Secondly, the set of values I refer to are well separated from the others in log space and are often contiguous within the parameters tensor for the activations. Given that the values are supposedly maintained as Float32, they all fall in absolute value just below the nominal “smallest” such value (1.2e-38). If I let Pytorch just print out the tensor itself (i.e. without conversion to my double-precision space), the activations are identified as “CPUFloatType”, but it actually prints out values such as 3.7737e-42, which simply do not fall within the “usual” range of possible values. They do however fall in the range of denormalized values (where the mantissa progressively loses precision), which extend down to about 1.e-45.
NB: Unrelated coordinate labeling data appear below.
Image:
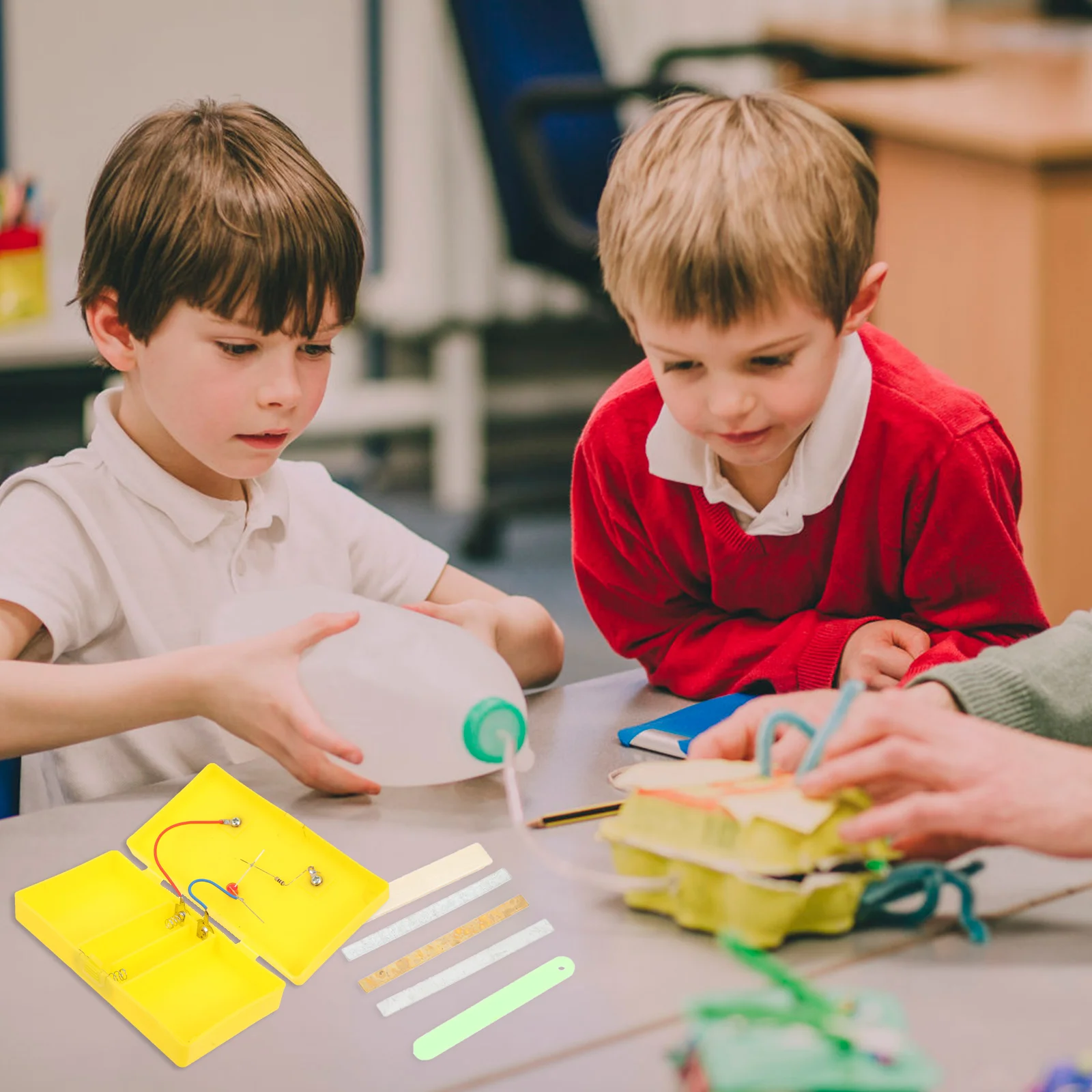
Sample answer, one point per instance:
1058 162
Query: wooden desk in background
986 220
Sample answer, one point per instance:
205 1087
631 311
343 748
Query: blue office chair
549 117
549 120
9 788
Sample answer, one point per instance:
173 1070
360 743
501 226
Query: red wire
156 848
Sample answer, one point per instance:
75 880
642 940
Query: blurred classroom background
474 134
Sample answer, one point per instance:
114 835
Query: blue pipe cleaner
764 744
216 885
926 878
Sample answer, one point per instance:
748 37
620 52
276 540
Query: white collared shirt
121 560
819 465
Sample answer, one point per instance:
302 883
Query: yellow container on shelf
25 292
180 980
753 857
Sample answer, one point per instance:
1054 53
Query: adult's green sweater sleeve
1042 685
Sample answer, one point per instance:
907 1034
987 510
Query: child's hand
879 653
475 616
251 688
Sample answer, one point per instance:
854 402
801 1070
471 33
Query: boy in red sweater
781 497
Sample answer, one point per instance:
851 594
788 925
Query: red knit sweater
923 529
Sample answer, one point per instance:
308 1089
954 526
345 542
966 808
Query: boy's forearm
46 706
530 640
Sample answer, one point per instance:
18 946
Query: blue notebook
672 734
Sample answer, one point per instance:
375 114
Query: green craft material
793 1037
491 1009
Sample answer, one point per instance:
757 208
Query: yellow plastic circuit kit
745 854
167 964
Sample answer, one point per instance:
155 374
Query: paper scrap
674 775
789 807
429 878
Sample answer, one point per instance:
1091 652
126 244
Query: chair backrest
506 45
9 786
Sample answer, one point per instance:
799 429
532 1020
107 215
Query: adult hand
935 773
735 737
475 616
251 688
879 653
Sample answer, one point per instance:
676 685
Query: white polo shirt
121 560
819 465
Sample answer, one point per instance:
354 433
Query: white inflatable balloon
426 702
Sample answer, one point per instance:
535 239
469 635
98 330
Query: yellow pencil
577 815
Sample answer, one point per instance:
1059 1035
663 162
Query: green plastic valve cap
489 724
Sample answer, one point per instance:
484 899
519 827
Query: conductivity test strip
444 944
463 970
491 1009
426 915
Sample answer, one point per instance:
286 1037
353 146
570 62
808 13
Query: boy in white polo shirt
220 261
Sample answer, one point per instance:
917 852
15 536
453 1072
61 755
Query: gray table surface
607 1026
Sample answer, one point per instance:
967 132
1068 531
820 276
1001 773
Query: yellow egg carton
746 854
169 968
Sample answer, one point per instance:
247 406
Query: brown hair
222 207
717 207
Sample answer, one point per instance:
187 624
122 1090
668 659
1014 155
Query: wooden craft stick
444 944
577 815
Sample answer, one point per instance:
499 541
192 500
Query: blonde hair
718 207
222 207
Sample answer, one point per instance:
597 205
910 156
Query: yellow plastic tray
116 924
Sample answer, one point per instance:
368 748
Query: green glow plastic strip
491 1009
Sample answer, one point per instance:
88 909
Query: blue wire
216 885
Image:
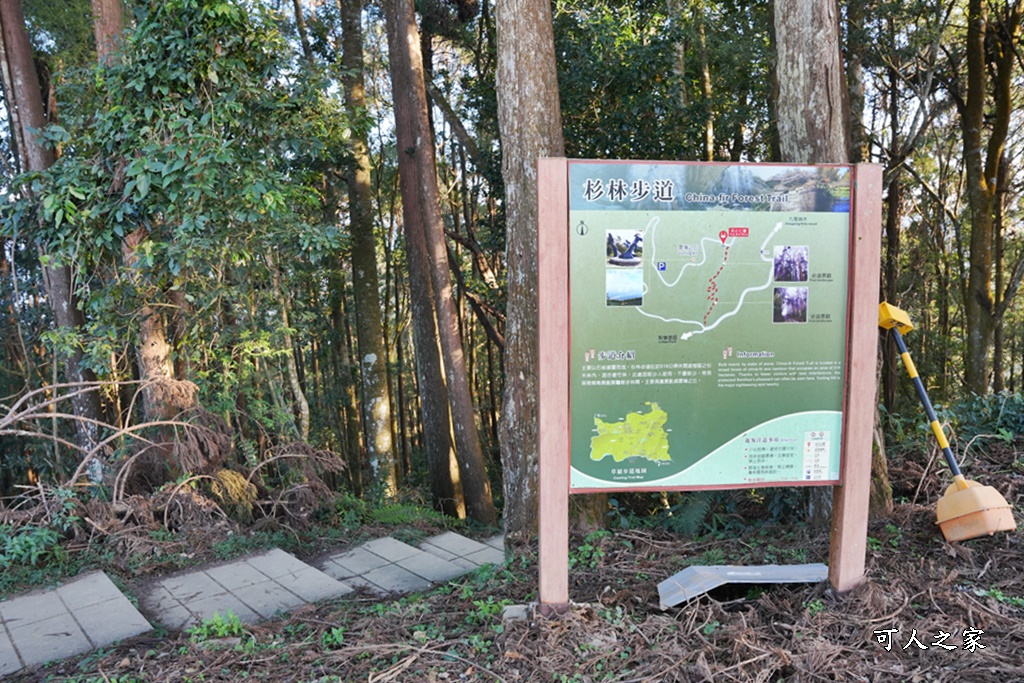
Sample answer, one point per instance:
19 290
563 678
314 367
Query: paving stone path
90 612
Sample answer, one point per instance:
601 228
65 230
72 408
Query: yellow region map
639 435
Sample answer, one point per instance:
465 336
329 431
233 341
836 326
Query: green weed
228 626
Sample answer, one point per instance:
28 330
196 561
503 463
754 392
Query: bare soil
928 610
I also made a rather interesting/weird observation: I am using Adam optimization, and when I use the default (0) value for the weight_decay parameter, absolutely none of these extreme values appear; in fact, the dynamic range of activations appears to be no more than a factor of 1000 or so. My original observations were based on assigning a value of 0.01 to this parameter, which produces these odd FP values. (The two optimizations progress in very similar fashion.) I’ve now seen this consistent and distinct behavior toggling back and forth between the two values of this parameter several times. It’s likely that this behavior is readily explained in terms of how the Adam algorithm uses this parameter, and it’s possible that my choice of non-zero value is somehow inappropriate.

All part of my ongoing education process…

Thanks again,
Eric

ptrblck · May 22, 2020, 8:26am

Thanks for the detailed explanation and I think your “sanity check” makes sense.
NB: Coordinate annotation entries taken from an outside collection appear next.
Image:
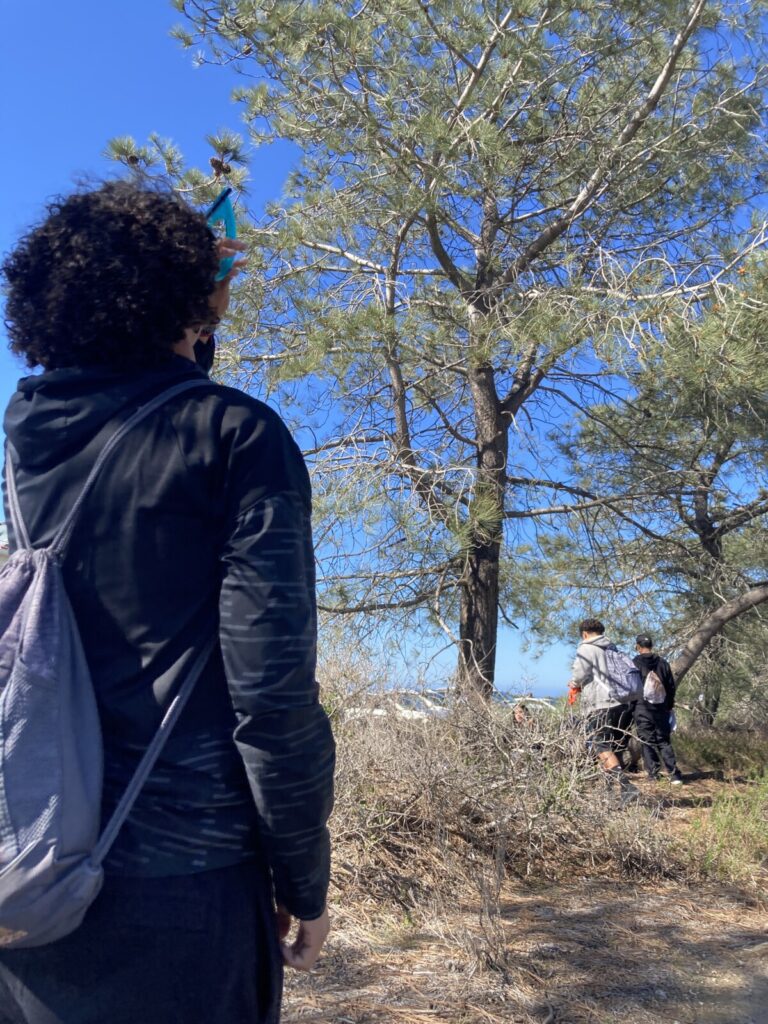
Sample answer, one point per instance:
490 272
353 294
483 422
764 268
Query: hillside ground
580 950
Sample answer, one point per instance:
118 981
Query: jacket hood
53 415
601 641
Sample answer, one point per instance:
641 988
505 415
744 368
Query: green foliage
499 218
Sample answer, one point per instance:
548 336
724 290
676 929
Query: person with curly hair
199 525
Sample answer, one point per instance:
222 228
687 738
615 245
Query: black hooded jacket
648 663
199 522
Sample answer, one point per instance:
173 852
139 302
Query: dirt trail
596 951
602 952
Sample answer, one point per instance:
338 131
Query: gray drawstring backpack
50 738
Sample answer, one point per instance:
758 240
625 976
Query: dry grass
482 873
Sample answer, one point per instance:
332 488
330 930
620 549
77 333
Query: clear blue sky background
74 75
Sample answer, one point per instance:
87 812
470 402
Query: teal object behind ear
222 211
Note that I don’t have a background in numerical mathematics, so please take this post with a grain of salt.

Yes, this is correct. The optimizer stores references to all parameters and you could inspect the id() of the parameter inside the model, which should match the stored references inside the optimizer.
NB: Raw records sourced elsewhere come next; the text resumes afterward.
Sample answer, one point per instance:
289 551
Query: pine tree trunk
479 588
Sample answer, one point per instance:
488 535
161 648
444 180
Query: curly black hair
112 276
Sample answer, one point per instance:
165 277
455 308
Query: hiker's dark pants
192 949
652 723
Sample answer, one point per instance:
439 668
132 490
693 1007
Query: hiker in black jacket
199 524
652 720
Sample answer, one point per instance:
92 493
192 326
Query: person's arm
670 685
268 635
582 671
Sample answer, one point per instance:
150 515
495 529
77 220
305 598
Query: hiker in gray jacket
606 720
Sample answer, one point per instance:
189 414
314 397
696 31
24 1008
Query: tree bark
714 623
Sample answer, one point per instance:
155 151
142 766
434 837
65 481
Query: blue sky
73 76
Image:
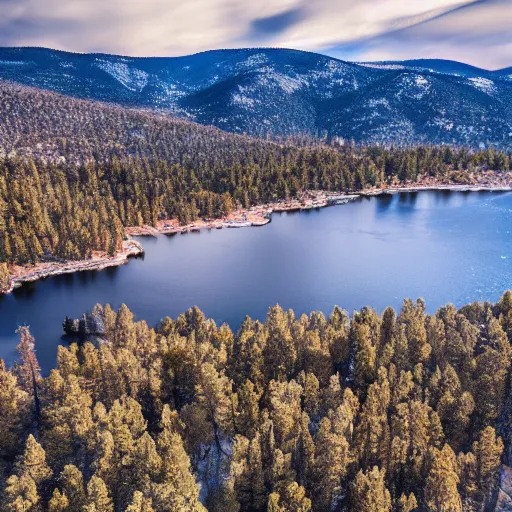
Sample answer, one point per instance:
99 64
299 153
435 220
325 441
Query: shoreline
420 188
255 216
131 249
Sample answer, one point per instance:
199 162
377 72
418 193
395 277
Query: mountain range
277 92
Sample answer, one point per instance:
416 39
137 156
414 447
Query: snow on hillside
132 78
484 84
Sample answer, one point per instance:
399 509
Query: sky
478 32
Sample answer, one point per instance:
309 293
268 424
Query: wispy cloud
473 31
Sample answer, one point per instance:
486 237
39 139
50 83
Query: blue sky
476 31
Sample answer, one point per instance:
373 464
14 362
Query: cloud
276 23
469 30
478 33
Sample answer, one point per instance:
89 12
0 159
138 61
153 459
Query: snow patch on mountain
287 83
484 84
132 78
242 100
252 61
377 65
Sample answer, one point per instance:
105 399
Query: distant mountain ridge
263 91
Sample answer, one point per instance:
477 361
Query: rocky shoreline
448 188
256 216
131 248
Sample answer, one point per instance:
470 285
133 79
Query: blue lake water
441 246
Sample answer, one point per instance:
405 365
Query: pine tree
369 492
441 486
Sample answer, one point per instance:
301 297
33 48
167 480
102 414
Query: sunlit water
442 246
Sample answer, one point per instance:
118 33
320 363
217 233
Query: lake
439 245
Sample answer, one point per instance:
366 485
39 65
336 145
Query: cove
439 245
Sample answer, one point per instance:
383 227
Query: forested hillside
280 92
374 413
74 173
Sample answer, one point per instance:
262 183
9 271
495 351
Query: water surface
441 246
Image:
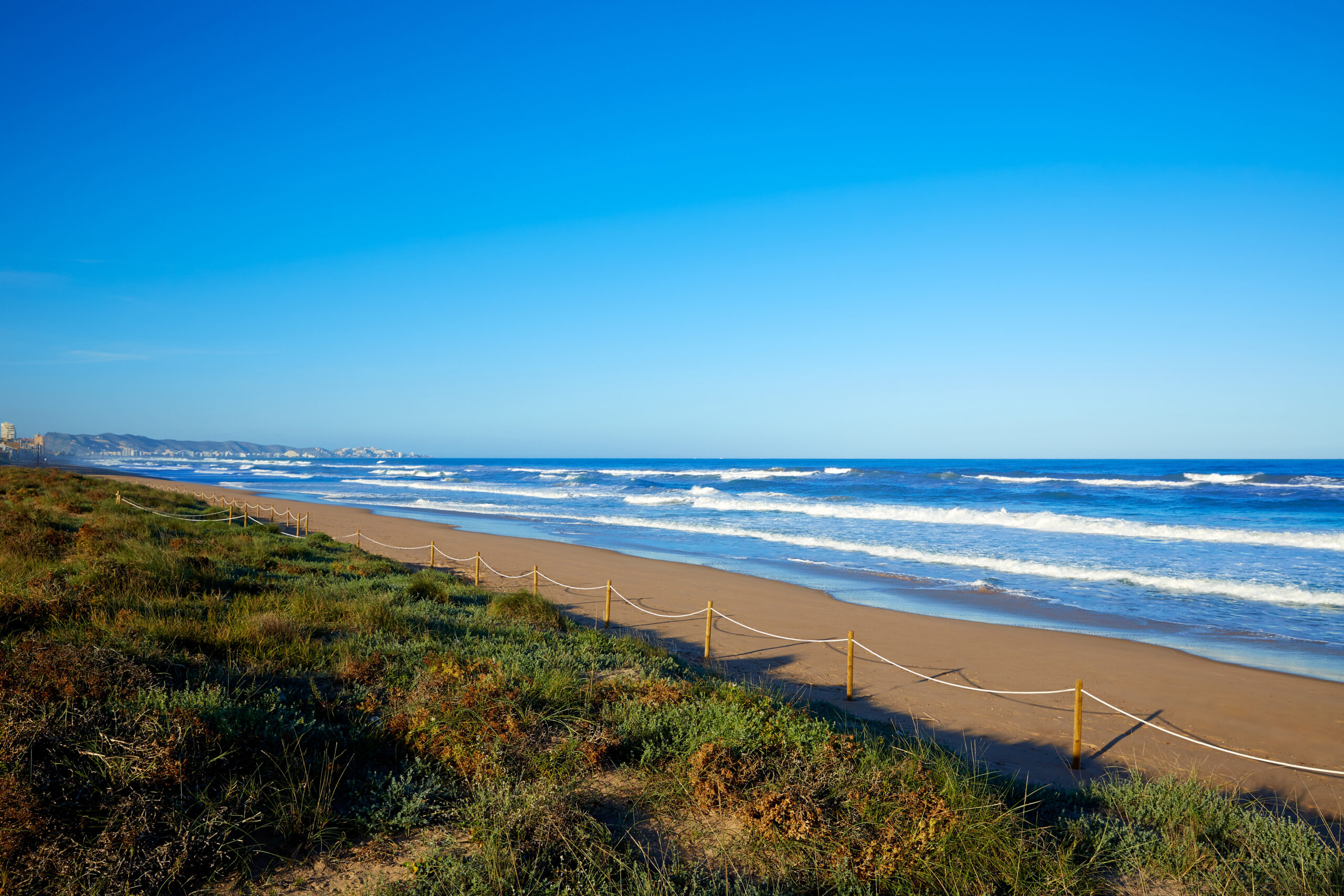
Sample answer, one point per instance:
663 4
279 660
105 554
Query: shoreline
1277 715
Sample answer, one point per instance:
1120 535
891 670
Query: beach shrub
186 703
524 606
428 586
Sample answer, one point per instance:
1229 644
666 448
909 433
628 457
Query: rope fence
1077 690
Would this not be expected assuming the weight should be updated to a zero value?
During training your optimizer might scale the learning rate (e.g. Adam uses internal running estimates), so that further updates might be smaller in their magnitude. Could this explain the small denormal values or what is the concern about the denormals?

Weight decay would add the norm of all parameters to the loss, such that the magnitude of these parameters would be limited (or converge towards zero).

Let me know, what you think and what your concerns are.

ericrhenry · May 22, 2020, 12:19pm

Thanks again. As I said, it is quite likely that the overall behavior is consistent with the workings of the Adam procedure; I am still getting up to speed on certain details. I’m certainly not alarmed, just a bit curious. One trigger is that, from endless experience inspecting things in a debugger, when I see odd FP values, for example the dreaded xxx.e-308 for double precision, this is often the result of either uninitialized values, where initialization is expected, or somebody pushing an integer into what is supposed to be a FP location.
So similar “near-zero but not quite zero” Float32 values do trigger a bit of suspicion. (But not alarm; that is reserved for inf or nan values :-).) The apparent absence of true zero values added to that, I guess. Because of the large overhead in valgrind runs, I’ve only done limited checks on optimization, and these did not raise any flags.
Given that the optimization seems to advance properly, I will just proceed with the assumption that these values were on their way to zero, but just didn’t quite make it. No problem marking this as “solved”.